AVS 57th International Symposium & Exhibition
    Applied Surface Science Tuesday Sessions
       Session AS-TuP

Paper AS-TuP19
Sputtering of Lunar Regolith Simulant by Singly and Multicharged Constituents of the Solar Wind

Tuesday, October 19, 2010, 6:00 pm, Room Southwest Exhibit Hall

Session: Applied Surface Science Poster Session
Presenter: F.W. Meyer, Oak Ridge National Laboratory
Authors: F.W. Meyer, Oak Ridge National Laboratory
P.R. Harris, Oak Ridge National Laboratory
H.M. Meyer III, Oak Ridge National Laboratory
N. Barghouty, Marshall Space Flight Center NASA
J.H. Adams, Jr., Marshall Space Flight Center NASA
Correspondent: Click to Email
We report preliminary results on sputtering of a lunar regolith simulant sample by H+, Ar+, Ar6+ and Ar9+ at solar wind-relevant energies.
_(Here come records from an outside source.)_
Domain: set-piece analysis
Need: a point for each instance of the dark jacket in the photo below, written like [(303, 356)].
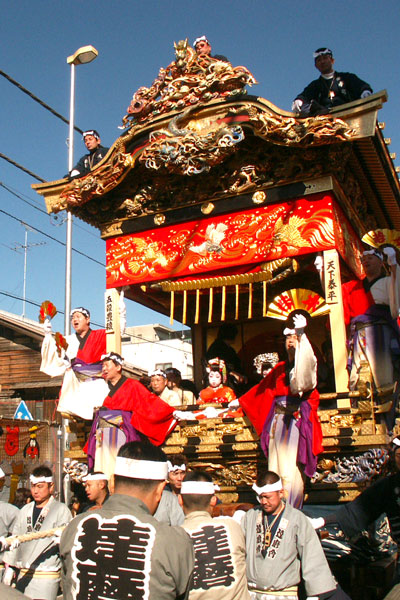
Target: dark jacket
[(88, 161)]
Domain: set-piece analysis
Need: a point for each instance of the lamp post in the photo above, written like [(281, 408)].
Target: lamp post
[(82, 56)]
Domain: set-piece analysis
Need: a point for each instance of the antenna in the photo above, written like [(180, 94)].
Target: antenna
[(25, 247)]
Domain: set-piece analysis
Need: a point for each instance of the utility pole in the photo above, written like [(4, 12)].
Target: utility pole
[(25, 247)]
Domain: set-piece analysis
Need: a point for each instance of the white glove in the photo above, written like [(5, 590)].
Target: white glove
[(234, 403), (14, 544), (183, 415), (122, 313), (297, 104), (47, 326), (8, 576), (391, 255), (57, 536), (300, 323), (211, 412), (319, 263), (317, 523)]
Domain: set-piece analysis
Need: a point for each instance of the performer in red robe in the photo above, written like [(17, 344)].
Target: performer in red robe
[(216, 391), (80, 364), (129, 410), (371, 307), (283, 410)]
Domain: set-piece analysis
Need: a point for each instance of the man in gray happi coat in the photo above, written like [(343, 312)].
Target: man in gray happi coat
[(282, 548), (121, 550)]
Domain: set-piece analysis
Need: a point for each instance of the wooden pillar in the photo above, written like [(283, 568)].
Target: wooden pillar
[(113, 330), (333, 296)]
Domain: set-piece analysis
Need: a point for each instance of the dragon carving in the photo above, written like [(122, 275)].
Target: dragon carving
[(189, 80)]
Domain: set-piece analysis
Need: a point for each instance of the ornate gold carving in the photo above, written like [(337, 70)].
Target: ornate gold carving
[(207, 208), (245, 446), (187, 81), (159, 219), (259, 197), (290, 131)]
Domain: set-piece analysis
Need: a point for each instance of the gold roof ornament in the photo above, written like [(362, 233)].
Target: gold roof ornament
[(297, 299), (380, 237)]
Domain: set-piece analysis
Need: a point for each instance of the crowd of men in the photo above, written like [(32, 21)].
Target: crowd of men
[(330, 90), (120, 547), (146, 528)]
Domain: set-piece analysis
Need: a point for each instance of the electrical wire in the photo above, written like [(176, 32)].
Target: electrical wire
[(61, 312), (51, 237), (17, 195), (38, 100), (11, 161)]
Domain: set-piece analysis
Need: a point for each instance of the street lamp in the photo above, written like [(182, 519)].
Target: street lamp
[(82, 56)]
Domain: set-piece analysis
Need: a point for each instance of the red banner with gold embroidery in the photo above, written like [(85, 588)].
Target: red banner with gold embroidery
[(248, 237)]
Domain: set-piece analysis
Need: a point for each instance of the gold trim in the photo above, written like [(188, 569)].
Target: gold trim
[(197, 311), (250, 309), (223, 303), (184, 308), (236, 302), (212, 282), (207, 208), (159, 219), (259, 197), (171, 310)]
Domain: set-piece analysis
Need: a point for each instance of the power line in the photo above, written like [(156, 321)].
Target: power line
[(39, 304), (38, 100), (23, 199), (51, 237), (15, 164), (14, 193), (61, 312)]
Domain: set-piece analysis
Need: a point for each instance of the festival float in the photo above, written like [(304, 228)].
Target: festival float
[(214, 204)]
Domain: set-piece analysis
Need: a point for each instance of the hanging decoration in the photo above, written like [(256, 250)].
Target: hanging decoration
[(32, 449), (297, 299), (47, 311), (11, 444)]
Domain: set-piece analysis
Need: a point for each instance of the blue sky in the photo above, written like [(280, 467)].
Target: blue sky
[(274, 39)]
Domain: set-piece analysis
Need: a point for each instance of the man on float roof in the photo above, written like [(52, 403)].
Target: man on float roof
[(130, 549), (97, 152), (331, 89)]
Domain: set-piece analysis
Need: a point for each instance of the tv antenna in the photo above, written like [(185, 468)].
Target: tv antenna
[(25, 247)]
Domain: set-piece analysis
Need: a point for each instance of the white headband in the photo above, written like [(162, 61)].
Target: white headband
[(288, 331), (374, 252), (95, 477), (172, 467), (268, 487), (199, 487), (141, 469), (158, 372), (42, 479)]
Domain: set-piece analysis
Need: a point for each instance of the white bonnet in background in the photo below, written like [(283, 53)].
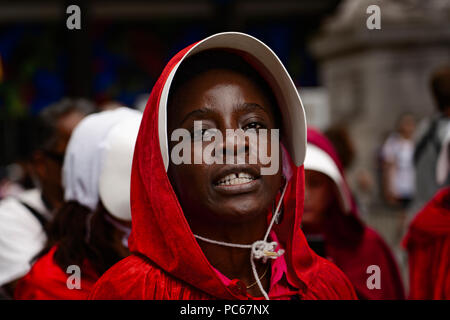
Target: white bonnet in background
[(115, 177), (84, 155)]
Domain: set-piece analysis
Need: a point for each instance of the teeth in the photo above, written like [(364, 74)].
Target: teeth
[(235, 179)]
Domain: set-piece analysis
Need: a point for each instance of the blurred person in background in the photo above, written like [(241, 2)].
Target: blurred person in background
[(333, 228), (431, 134), (397, 163), (428, 239), (24, 216), (91, 229), (363, 185)]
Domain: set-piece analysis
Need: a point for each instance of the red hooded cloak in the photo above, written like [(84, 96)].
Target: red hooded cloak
[(166, 260), (428, 245), (352, 245)]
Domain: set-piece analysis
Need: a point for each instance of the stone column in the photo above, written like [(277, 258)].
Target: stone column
[(373, 76)]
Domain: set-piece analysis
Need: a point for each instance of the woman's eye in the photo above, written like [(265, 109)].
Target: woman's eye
[(254, 125), (204, 134)]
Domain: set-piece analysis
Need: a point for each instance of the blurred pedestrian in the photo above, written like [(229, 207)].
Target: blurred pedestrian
[(397, 163), (333, 228), (431, 134), (90, 231), (428, 239), (24, 217)]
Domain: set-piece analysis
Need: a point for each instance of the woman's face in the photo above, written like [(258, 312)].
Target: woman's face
[(222, 99), (319, 196)]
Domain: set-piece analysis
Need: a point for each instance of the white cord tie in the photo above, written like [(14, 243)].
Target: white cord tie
[(265, 250), (259, 249)]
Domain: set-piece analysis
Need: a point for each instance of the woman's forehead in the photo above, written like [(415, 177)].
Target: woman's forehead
[(215, 89)]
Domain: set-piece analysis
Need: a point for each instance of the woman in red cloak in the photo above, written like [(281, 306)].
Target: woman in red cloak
[(220, 231), (333, 228), (428, 239)]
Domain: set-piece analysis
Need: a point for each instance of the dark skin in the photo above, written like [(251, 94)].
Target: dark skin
[(224, 99)]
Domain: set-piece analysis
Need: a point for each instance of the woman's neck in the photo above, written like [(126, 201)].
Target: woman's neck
[(234, 262)]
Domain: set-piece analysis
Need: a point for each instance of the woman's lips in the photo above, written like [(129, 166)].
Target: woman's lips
[(235, 179), (237, 183)]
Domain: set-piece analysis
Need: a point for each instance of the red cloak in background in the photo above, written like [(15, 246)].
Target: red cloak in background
[(353, 246), (428, 245)]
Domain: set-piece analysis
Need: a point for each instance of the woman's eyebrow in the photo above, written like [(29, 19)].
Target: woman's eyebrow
[(249, 106), (197, 113)]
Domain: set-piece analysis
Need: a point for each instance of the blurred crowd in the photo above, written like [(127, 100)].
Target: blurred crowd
[(67, 202)]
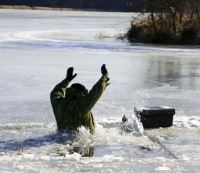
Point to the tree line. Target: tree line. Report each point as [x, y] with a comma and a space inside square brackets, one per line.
[168, 22]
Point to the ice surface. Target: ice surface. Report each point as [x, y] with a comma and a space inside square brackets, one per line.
[36, 47]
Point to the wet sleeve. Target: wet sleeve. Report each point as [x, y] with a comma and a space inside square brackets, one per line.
[87, 102]
[59, 91]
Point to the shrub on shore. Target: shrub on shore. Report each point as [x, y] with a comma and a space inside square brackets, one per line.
[167, 23]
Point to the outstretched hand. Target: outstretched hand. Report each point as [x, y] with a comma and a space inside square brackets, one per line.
[70, 75]
[104, 70]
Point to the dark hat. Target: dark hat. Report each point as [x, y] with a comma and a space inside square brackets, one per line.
[80, 87]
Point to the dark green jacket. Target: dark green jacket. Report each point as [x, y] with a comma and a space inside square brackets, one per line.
[72, 109]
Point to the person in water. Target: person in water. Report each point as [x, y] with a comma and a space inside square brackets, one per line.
[72, 105]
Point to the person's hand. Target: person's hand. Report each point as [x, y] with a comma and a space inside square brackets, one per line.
[104, 70]
[70, 75]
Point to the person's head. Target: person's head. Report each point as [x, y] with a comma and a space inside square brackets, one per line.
[80, 87]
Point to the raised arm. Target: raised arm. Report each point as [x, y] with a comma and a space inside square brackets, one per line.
[87, 102]
[59, 90]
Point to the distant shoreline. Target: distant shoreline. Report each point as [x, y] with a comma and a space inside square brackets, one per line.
[24, 7]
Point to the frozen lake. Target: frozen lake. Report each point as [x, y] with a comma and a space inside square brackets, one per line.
[36, 47]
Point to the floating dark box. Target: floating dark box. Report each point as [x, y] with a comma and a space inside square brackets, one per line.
[154, 117]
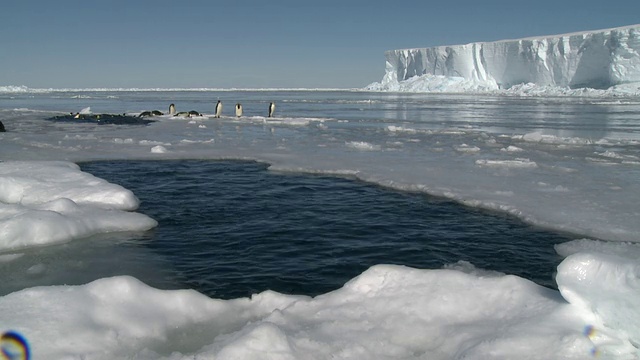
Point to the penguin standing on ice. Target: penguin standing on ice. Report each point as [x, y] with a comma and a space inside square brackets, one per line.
[218, 109]
[272, 108]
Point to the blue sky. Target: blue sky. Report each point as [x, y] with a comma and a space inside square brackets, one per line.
[258, 44]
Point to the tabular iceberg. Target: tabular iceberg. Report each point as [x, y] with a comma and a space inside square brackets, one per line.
[591, 59]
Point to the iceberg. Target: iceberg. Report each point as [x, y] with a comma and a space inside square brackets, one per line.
[599, 59]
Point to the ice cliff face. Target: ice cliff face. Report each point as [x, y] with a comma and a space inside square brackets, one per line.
[594, 59]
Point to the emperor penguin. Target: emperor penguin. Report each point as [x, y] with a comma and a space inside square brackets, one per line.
[272, 108]
[218, 109]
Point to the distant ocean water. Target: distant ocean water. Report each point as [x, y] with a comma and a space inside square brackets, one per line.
[230, 229]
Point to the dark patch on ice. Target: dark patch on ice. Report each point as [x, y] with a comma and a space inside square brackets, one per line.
[102, 119]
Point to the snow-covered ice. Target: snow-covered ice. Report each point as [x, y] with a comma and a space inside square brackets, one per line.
[532, 159]
[601, 59]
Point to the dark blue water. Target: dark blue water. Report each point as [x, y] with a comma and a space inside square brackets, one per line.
[231, 229]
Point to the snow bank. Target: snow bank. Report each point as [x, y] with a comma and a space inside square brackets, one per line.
[44, 203]
[388, 312]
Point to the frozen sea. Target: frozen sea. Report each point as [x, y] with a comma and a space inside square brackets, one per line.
[352, 225]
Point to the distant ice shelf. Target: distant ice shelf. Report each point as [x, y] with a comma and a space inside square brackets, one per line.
[601, 59]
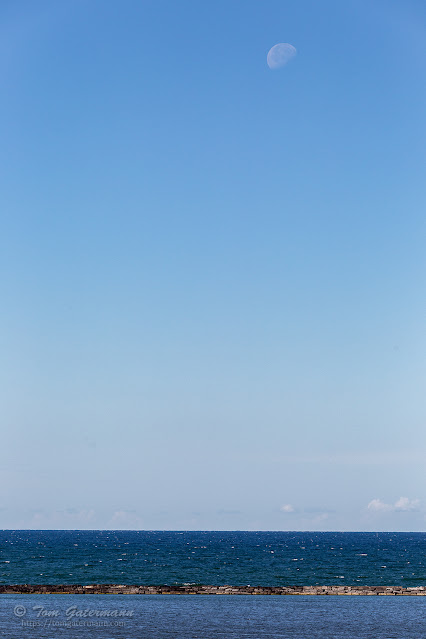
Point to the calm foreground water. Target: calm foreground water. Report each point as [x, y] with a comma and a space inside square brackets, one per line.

Such interactions are an important determinant of lunar exosphere composition, and may provide a possible pathway leading to the production of water on the moon. The presence of lunar water was recently confirmed by a number of orbiting lunar missions. The ions are generated using an electron cyclotron resonance (ECR) ion source at source potentials between 10-15kV. After being extracted, transported, and decelerated, the ions are normally incident on a pressed lunar regolith simulant sample that is situated within a floating UHV scattering chamber. The relative bias between the ECR source and the surface end station was adjusted to produce a constant impact energy of 0.375keV/amu for each of the 4 ion beams investigated. To simulate the effect of the dominant proton component, which constitutes >90% of the solar wind, the lunar regolith simulant sample was prepared by exposure to a proton beam up to total fluences of ~2x1018 H+/cm2 prior to each of the Ar beam sputtering runs. Both transient and steady state conditions of sputtered species were monitored by a quadrupole mass spectrometer situated within the UHV scattering chamber. SEM and XPS analyses of the JSC-1A AGGL simulant were performed to monitor possible changes in surface morphology and composition during the pressing of the loose powder into the sample holder.